Though our luxury market is clearly in a downturn, 2008 as a whole is not to be ignored. It is still worthwhile to look at what was an amazing year in Manhattan’s luxury residential market. And, while 2008 may appear to have been a swan song, we must remember that this, too, shall pass.

Cooperatives: While 2007 saw a slight decline in the total volume of $5m+ cooperative sales as well as in the number of sales due to a lack of inventory, 2008 more than made up for it. Total dollar volume went up 32.3% to $1,700,965,161 in 2008 versus $1,286,683,310 in 2007. Both of these statistics reflect an increase in quality inventory. The total number of sales increased 22.6% to 157 versus 128 in 2007. The average price increased 7.8% to $10,834,173 in 2008 from $10,052,213 in 2007 and the median sale rose 3.3% to $7.75m in 2008 from 2007’s $7.5m. As one might expect, the last half of 2008 caused the spread between asking price and sales price to increase to 3.5% from 2.2% in 2007; however, the percentage that sold at or above asking price remained relatively unchanged at 40.1%. Possibly the statistic that most represents the heady end of this cycle is the almost doubling of the number of cooperatives sold over $20m to 20 in 2008 from 11 in 2007. Also telling is that only 4 of the 20 such sales closed in the last half of 2008.

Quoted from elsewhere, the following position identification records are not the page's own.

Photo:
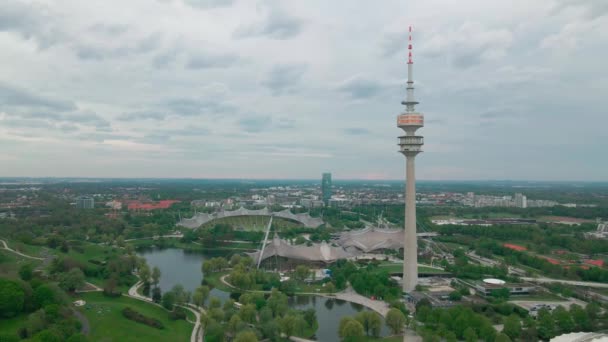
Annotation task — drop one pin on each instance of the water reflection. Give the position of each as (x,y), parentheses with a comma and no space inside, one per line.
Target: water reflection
(180,267)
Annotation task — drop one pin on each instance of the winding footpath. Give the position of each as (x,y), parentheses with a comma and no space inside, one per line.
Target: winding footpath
(197,331)
(6,247)
(348,295)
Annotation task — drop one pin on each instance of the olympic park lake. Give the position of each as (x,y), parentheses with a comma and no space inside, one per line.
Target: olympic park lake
(182,267)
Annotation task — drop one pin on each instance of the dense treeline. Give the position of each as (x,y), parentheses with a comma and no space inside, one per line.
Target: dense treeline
(368,281)
(541,238)
(512,257)
(49,316)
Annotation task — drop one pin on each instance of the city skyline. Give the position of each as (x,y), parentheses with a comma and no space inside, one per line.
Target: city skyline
(232,89)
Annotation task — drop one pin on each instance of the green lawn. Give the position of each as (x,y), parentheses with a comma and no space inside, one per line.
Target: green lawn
(11,262)
(398,268)
(109,325)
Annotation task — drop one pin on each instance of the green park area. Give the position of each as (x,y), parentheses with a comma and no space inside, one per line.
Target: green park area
(107,322)
(11,262)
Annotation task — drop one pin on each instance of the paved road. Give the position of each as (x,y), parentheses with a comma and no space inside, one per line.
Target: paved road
(5,246)
(197,331)
(566,282)
(348,295)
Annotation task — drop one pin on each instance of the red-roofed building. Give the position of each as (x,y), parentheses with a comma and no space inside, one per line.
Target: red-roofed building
(598,263)
(137,205)
(515,247)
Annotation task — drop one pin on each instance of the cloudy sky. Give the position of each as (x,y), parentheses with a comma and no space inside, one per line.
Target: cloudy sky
(290,89)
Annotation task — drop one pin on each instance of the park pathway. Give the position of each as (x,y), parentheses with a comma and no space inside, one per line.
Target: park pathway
(197,331)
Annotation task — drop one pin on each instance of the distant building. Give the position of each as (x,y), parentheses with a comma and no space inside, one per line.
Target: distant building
(326,187)
(85,202)
(521,201)
(487,286)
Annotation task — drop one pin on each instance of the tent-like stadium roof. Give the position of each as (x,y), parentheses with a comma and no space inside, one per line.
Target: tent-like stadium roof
(371,239)
(317,252)
(201,218)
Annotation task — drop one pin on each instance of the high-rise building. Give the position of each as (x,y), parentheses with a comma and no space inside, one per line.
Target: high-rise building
(410,145)
(326,188)
(85,202)
(521,201)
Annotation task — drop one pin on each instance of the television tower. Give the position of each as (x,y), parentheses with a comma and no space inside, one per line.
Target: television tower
(410,145)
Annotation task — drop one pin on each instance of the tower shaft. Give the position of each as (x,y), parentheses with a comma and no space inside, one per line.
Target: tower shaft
(410,252)
(410,145)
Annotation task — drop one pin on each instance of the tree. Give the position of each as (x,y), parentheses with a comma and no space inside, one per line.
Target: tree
(292,325)
(144,274)
(168,300)
(214,332)
(26,272)
(302,272)
(352,330)
(12,298)
(200,295)
(246,336)
(512,327)
(470,335)
(233,324)
(310,316)
(580,318)
(72,280)
(455,296)
(43,295)
(546,326)
(248,313)
(155,275)
(563,320)
(395,320)
(156,295)
(502,337)
(277,302)
(371,322)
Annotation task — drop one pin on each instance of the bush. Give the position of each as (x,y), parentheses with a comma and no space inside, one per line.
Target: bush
(178,313)
(138,317)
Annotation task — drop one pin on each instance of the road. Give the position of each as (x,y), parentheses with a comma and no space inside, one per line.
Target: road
(5,246)
(197,331)
(348,295)
(566,282)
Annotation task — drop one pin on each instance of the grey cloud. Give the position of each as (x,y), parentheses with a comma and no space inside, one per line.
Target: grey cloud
(143,115)
(393,43)
(286,123)
(207,61)
(360,88)
(26,123)
(255,124)
(154,139)
(276,25)
(94,52)
(466,60)
(87,118)
(188,131)
(191,107)
(163,60)
(109,29)
(208,4)
(16,97)
(283,79)
(31,21)
(593,8)
(357,131)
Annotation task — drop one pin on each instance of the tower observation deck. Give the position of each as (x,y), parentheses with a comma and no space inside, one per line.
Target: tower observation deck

The highest cooperative sale in 2008 was a record $48.836m versus $37.5m in 2007. The 2008 sale has the interesting distinction of having sold twice during the year. This large duplex penthouse at 1060 Fifth Avenue had been purchased earlier in the year for $46m but quickly resold when the owners decided not to undertake the large renovation. Therefore, this property was both the highest and third highest sale in 2008. The second highest cooperative sale was at 2 East 67th Street for $48m. At about 6,000 square feet, it sold at $8,000 per square foot. Prior to these three sales over $40m, the only other cooperative to sell in this category was the Lawrence Rockefeller triplex penthouse at 834 Fifth Avenue for $44m in 2005 to Rupert Murdoch.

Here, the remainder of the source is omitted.